"You gotter have brains all right," said Dunstan; "and then you've gotter forget you got 'em or that anybody else has 'em. Look at the after-dinner speeches, you know that rot, and the political ones, all done by famous men; don't they prove that brains are only a side-show? You just have 'em, but when you get there you don't use 'em. That's the idea."
The bobbed head leaning seriously by the side of the cropped one to swab the runners considered seriously these things.
Finally Minga announced, "Say, while I'm speaking of deep things and all, I'm going home next week. After we snitch Terry from jail I'm done!"
Dunstan looked at her sagely. He stood up, stretched, and eyed his friend with increasing disapproval. "Pshaw, that's a new kind of slush; what have you got, indigestion? Go home, nothing. Why, after the Terry rescue——"
Minga rubbed solemnly on the running-board; her friend looked alarmed.
"You have not got to go home! What do the Mede and Persian care as long as you're where they can send you day-letters and telephones.

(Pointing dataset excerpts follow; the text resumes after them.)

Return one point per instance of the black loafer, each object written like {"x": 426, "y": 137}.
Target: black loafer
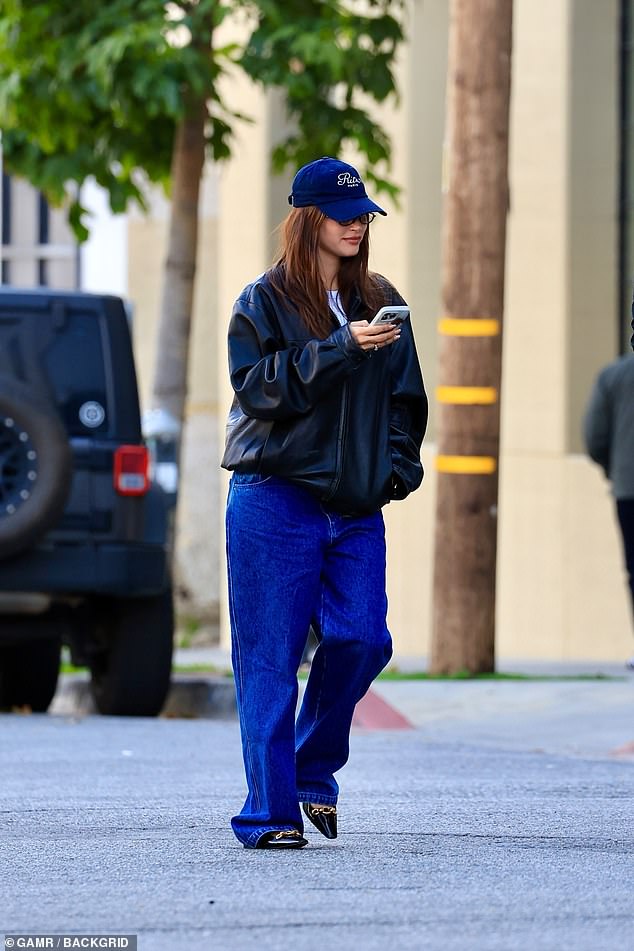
{"x": 285, "y": 839}
{"x": 322, "y": 817}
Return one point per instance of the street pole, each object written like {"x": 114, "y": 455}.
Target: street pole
{"x": 474, "y": 235}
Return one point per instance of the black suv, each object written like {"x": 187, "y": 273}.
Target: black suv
{"x": 85, "y": 531}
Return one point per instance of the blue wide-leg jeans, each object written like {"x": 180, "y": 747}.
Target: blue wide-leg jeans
{"x": 293, "y": 562}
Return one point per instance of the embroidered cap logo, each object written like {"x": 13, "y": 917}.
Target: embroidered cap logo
{"x": 345, "y": 178}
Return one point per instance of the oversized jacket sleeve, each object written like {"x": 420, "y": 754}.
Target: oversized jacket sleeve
{"x": 276, "y": 379}
{"x": 408, "y": 413}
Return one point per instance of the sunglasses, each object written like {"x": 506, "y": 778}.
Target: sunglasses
{"x": 362, "y": 219}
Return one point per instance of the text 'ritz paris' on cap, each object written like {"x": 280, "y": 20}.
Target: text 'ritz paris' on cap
{"x": 332, "y": 186}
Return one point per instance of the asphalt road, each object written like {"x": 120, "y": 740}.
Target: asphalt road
{"x": 113, "y": 825}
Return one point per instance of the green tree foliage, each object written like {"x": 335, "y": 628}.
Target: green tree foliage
{"x": 98, "y": 89}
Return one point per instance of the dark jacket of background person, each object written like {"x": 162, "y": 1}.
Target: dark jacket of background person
{"x": 609, "y": 424}
{"x": 345, "y": 424}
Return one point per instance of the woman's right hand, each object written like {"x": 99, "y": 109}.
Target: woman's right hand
{"x": 375, "y": 337}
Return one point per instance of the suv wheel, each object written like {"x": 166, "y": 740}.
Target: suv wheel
{"x": 131, "y": 671}
{"x": 28, "y": 674}
{"x": 35, "y": 467}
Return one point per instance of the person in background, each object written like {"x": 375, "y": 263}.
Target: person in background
{"x": 325, "y": 429}
{"x": 609, "y": 437}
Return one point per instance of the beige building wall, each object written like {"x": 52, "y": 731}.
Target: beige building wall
{"x": 561, "y": 587}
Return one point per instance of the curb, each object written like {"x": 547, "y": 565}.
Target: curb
{"x": 213, "y": 697}
{"x": 189, "y": 697}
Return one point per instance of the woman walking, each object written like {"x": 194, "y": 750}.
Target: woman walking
{"x": 325, "y": 428}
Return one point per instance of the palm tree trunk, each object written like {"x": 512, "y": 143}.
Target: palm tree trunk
{"x": 169, "y": 392}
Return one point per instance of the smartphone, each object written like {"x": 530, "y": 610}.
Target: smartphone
{"x": 394, "y": 314}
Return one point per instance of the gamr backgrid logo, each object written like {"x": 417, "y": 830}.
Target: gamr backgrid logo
{"x": 17, "y": 942}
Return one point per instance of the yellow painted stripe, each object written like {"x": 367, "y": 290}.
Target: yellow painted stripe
{"x": 469, "y": 326}
{"x": 466, "y": 465}
{"x": 467, "y": 394}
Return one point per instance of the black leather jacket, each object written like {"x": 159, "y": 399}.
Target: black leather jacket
{"x": 345, "y": 423}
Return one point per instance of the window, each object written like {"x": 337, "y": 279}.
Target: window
{"x": 38, "y": 247}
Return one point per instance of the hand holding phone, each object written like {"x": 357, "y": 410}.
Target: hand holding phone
{"x": 393, "y": 314}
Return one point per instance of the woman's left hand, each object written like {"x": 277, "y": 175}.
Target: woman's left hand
{"x": 374, "y": 337}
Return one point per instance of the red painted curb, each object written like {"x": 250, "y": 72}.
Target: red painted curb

No, ma'am, you've got to stay here in this house of the seven sleepers and nobody-to-wash-cars, you've got to stay here and sass the governor and shock Aunt Reely and keep Sard from eloping with the iceman and once in a while, for deviltry, hold my hand. That's what you've got to do."
The boyish faun-like face smiled belligerently, but Dunstan's eyes had subtle anxiety. "You haven't really to go?" he inquired. "Aw come on, can't you start a new sweater and say you can't go home till you've finished it? I've seen many a girl work that dodge," remarked Dunstan. "On account of this being the only place you can match the wool," he nodded acutely.
Minga stood pulling down her belt. She gave the bobbed head a resolute shake. "I'm going," she said. She stood there, a curious little picture of untried resolution. "I don't know exactly what's come over me," the girl confessed. "I've nothing against you, Dunce; you've been a real sweet idiot, and I'm going to see us through the Terry rescue, but after the Terry rescue," said Minga in a solemn tone, "home I've got to go." She hesitated a moment adding, "Anyway, after that, you see, Judgie will hate me and turn me out and Aunt Reely will be nervous and Sard will be queer and gloomy and you——"
"Anyway I'll be annoying," said Dunstan obstinately, "the way I've been right along."